Docker basics: health check and dependency check to support reliability

Learn how to support reliability on our app

If we run our app inside a container and it's suddenly crash, then docker will stop that container and exit it, the container will then get into exited state. This is a very basic health check that we usually do with docker. If the container gets into exited state then we know that there's something wrong with our container.

And if we're running multi-container in a clustered environment, then we can leave it to our orchestration tools to restart a container if it ever goes to the exited state. But it's a very basic and simple health check. What if our container is not exited but always giving us 500 internal server error ? Docker will not change the state to exited and keep it running even though there's sure is something wrong with the app.

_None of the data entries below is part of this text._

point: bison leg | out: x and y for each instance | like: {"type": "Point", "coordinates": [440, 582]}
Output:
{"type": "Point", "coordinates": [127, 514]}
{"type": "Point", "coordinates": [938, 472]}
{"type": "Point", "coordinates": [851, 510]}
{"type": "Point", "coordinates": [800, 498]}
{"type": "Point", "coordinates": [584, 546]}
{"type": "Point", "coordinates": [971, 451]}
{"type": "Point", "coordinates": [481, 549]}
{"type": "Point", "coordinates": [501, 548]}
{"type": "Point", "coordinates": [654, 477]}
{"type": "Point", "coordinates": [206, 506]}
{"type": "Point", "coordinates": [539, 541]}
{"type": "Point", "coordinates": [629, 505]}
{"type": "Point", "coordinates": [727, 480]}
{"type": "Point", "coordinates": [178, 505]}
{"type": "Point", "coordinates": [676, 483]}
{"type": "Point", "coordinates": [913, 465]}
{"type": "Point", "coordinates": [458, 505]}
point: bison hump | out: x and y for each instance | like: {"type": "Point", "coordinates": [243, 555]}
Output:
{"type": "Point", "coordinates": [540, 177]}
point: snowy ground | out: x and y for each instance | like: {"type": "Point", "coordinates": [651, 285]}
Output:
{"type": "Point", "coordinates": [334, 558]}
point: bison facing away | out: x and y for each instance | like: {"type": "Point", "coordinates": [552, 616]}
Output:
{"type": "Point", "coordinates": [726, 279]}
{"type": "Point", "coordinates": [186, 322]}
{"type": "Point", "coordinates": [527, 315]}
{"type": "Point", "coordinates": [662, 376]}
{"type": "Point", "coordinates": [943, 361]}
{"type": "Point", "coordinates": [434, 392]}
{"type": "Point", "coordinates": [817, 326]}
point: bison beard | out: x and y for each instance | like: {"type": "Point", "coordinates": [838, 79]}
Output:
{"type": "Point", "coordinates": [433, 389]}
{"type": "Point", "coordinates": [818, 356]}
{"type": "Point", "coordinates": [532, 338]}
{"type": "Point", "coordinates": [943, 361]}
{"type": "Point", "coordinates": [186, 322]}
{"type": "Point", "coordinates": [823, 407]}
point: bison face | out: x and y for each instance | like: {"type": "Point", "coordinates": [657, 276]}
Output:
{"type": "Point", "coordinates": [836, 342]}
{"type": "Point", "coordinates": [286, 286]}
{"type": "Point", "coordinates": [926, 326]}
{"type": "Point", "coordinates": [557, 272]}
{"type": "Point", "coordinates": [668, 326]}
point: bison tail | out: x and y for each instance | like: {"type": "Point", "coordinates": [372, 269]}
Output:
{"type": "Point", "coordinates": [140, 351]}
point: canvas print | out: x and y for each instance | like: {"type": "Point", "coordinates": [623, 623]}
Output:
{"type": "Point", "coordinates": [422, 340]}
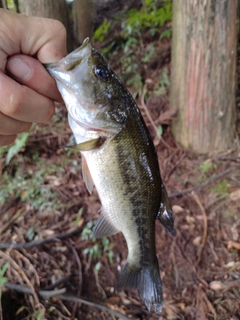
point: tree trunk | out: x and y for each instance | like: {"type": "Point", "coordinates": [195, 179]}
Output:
{"type": "Point", "coordinates": [203, 73]}
{"type": "Point", "coordinates": [48, 9]}
{"type": "Point", "coordinates": [83, 16]}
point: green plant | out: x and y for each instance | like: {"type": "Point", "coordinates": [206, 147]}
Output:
{"type": "Point", "coordinates": [14, 149]}
{"type": "Point", "coordinates": [161, 87]}
{"type": "Point", "coordinates": [3, 280]}
{"type": "Point", "coordinates": [153, 15]}
{"type": "Point", "coordinates": [221, 187]}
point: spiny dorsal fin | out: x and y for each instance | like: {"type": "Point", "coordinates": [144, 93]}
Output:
{"type": "Point", "coordinates": [88, 145]}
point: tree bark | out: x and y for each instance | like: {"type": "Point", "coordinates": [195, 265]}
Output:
{"type": "Point", "coordinates": [51, 9]}
{"type": "Point", "coordinates": [83, 16]}
{"type": "Point", "coordinates": [203, 73]}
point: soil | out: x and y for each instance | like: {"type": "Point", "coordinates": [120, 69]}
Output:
{"type": "Point", "coordinates": [200, 265]}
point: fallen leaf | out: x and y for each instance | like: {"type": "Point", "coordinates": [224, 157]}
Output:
{"type": "Point", "coordinates": [235, 195]}
{"type": "Point", "coordinates": [233, 245]}
{"type": "Point", "coordinates": [177, 209]}
{"type": "Point", "coordinates": [216, 285]}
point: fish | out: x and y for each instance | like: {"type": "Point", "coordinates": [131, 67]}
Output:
{"type": "Point", "coordinates": [120, 160]}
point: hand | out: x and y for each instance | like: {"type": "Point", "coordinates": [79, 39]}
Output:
{"type": "Point", "coordinates": [27, 91]}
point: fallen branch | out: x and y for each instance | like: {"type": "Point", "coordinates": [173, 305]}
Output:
{"type": "Point", "coordinates": [205, 225]}
{"type": "Point", "coordinates": [28, 245]}
{"type": "Point", "coordinates": [45, 294]}
{"type": "Point", "coordinates": [211, 180]}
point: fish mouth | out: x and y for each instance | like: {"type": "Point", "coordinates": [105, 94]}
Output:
{"type": "Point", "coordinates": [70, 62]}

Start using HEALTHCHECK inside docker image

For the sake of example, let's create a really simple API server using node js:

const http = require('http');

const messages = ["You are great!", "You can accomplish anything!", "Success is in your future!"]
let counter = 0

const requestListener = function (req, res) {
    res.setHeader("Content-Type", "application/json");
    switch(req.url) {
        case "/":
            counter += 1
            if (counter <= 3) {
                res.writeHead(200);
                const index = Math.floor(Math.random() * messages.length + 1)
                const message = messages[index - 1]
                res.end(JSON.stringify({ message: message, counter: counter }));
            } else {
                res.writeHead(500);
                res.end(JSON.stringify({ error: "Internal Server Error" }));
            }
            break
        case "/health":
            if (counter <= 3) {
                res.writeHead(200);
                res.end(JSON.stringify({ message: "healthy" }));
            } else {
                res.writeHead(500);
                res.end(JSON.stringify({ message: "not healthy" }));
            }
            break
        default:
            res.writeHead(404);
            res.end(JSON.stringify({error:"Resource not found"}));
    }
}

const server = http.createServer(requestListener);
server.listen(8080, () => {
    console.log("server is running on port 8080")
});

It's an API server that'll return us a random quote every time we hit the / endpoint with status code 200. But the thing is, the server will start giving us 500 internal server error after we hit the endpoint three times. In a real-world situation, maybe the server is overload and giving back 503 error, but for the sake of example, we'll keep it simple.

Now, let's create the Dockerfile for this API server:

FROM node:14-alpine
WORKDIR /app
EXPOSE 8080
COPY . .
RUN npm install
CMD ["node", "server.js"]

And run the command docker build -t quote-api . to build the image and run docker run -d -p 8080:8080 quote-api to run the image that we've just built on port 8080. Now, we can access our API through localhost:8080 on our browser.

Please access localhost:8080 in the browser and refresh it 3 times. We can see that from the third time onwards our service will return internal server error response. It's a bug which I deliberately create.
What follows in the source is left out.